The completion of large grid-scale projects and thousands of residential solar systems provided the largest-ever annual increase in solar capacity on Hawaiian Electric’s five island systems.

The utility reported today that total solar capacity surged 21 percent, increasing from 745 cumulative installed megawatts in 2018 to 902 megawatts at the end of 2019. It was the largest one-year increase since the company began tracking solar capacity in 2005. There are now an estimated 3.5 million solar panels producing electricity on the company’s five grids.

In addition, nearly 3,500 new systems across Oahu, Hawaii Island and Maui County were completed, supporting the company’s drive to reach the state’s next milestone of 30 percent renewable energy by the end of 2020.

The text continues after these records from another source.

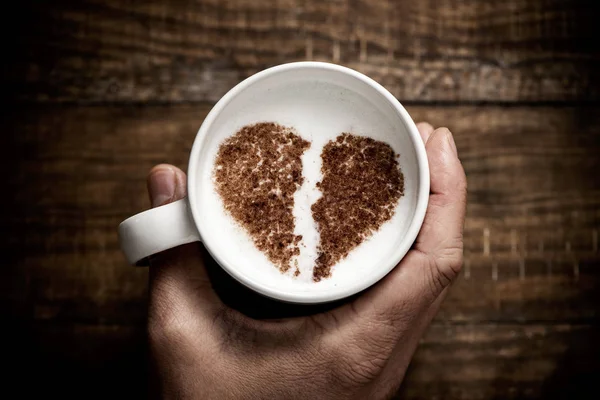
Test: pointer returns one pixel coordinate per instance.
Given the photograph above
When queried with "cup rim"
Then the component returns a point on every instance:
(341, 292)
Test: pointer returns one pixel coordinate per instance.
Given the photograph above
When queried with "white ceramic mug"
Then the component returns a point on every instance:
(320, 101)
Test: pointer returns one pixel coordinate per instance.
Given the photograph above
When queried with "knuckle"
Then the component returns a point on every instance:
(167, 321)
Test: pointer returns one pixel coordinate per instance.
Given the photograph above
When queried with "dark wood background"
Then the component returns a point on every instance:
(95, 92)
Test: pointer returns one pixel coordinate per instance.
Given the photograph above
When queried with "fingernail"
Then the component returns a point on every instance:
(161, 186)
(450, 139)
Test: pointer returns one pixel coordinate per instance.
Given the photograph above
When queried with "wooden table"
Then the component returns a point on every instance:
(96, 92)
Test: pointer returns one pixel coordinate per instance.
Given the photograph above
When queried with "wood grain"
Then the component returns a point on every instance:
(471, 361)
(505, 362)
(448, 51)
(530, 249)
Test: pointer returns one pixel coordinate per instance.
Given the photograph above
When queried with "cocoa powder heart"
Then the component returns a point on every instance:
(361, 186)
(258, 170)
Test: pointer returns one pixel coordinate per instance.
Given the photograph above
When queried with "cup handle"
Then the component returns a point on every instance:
(156, 230)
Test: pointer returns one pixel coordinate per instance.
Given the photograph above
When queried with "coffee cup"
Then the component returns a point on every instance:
(320, 101)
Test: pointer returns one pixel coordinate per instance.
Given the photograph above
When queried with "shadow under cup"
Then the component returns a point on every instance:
(320, 101)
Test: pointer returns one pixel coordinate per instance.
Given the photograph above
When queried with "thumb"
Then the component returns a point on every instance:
(177, 276)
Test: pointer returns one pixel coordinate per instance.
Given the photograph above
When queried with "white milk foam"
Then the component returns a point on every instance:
(319, 112)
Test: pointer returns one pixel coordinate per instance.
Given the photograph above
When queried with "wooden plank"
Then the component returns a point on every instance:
(531, 239)
(453, 51)
(453, 361)
(505, 361)
(70, 361)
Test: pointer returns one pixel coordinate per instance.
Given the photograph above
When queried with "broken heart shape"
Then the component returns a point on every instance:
(258, 170)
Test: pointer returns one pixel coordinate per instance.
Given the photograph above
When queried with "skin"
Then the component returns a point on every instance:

Installation of residential rooftop solar systems used by Hawaiian Electric customers increased 4.6 percent in 2019 from 2018, and Hawaii continues to lead the nation in rooftop solar adoption.

Year-end figures show that 19 percent of residential customers in Hawaiian Electric’s five-island service territory are using rooftop solar, up from 18 percent in 2018.

Hawaii’s percentage of residential customers with rooftop solar is more than double that of California, which is second at 6.6 percent; Arizona is third at 5.5 percent; Rhode Island and Guam, both fourth at 4 percent; and Utah at 3.6 percent, according to an analysis of 2018 data by the Smart Electric Power Alliance.

Residential rooftop solar systems installed on Oahu, Hawaii Island, Maui, Molokai and Lanai rose to 77,801 in 2019 from 74,331 in 2018, up 4.6 percent.

Residential systems 2018 2019
Oahu 53,222 19% 20%
Maui County 11,956 19% 19%
Hawaii Island 12,623 16% 17%
Consolidated 77,801 18% 19%

Including commercial and grid-scale units, there are now 81,783 solar systems online, capable of producing 902 megawatts.

“The numbers show the adoption of residential rooftop solar remains strong, increasing year after year across all of our islands,” said Shelee Kimura, Hawaiian Electric senior vice president of customer service. “Rooftop solar is a critical piece of the renewable mix, and our plans call for tripling the amount already installed to help move the state toward a clean energy future.”

On Oahu, 37 percent of single-family homes now have rooftop solar; on Hawaii Island, 21 percent; in Maui County, 27 percent.

In addition, three solar arrays built by Clearway Energy Group totaling 110 megawatts and Hawaiian Electric’s West Loch solar array producing 20 megawatts came online on Oahu in 2019.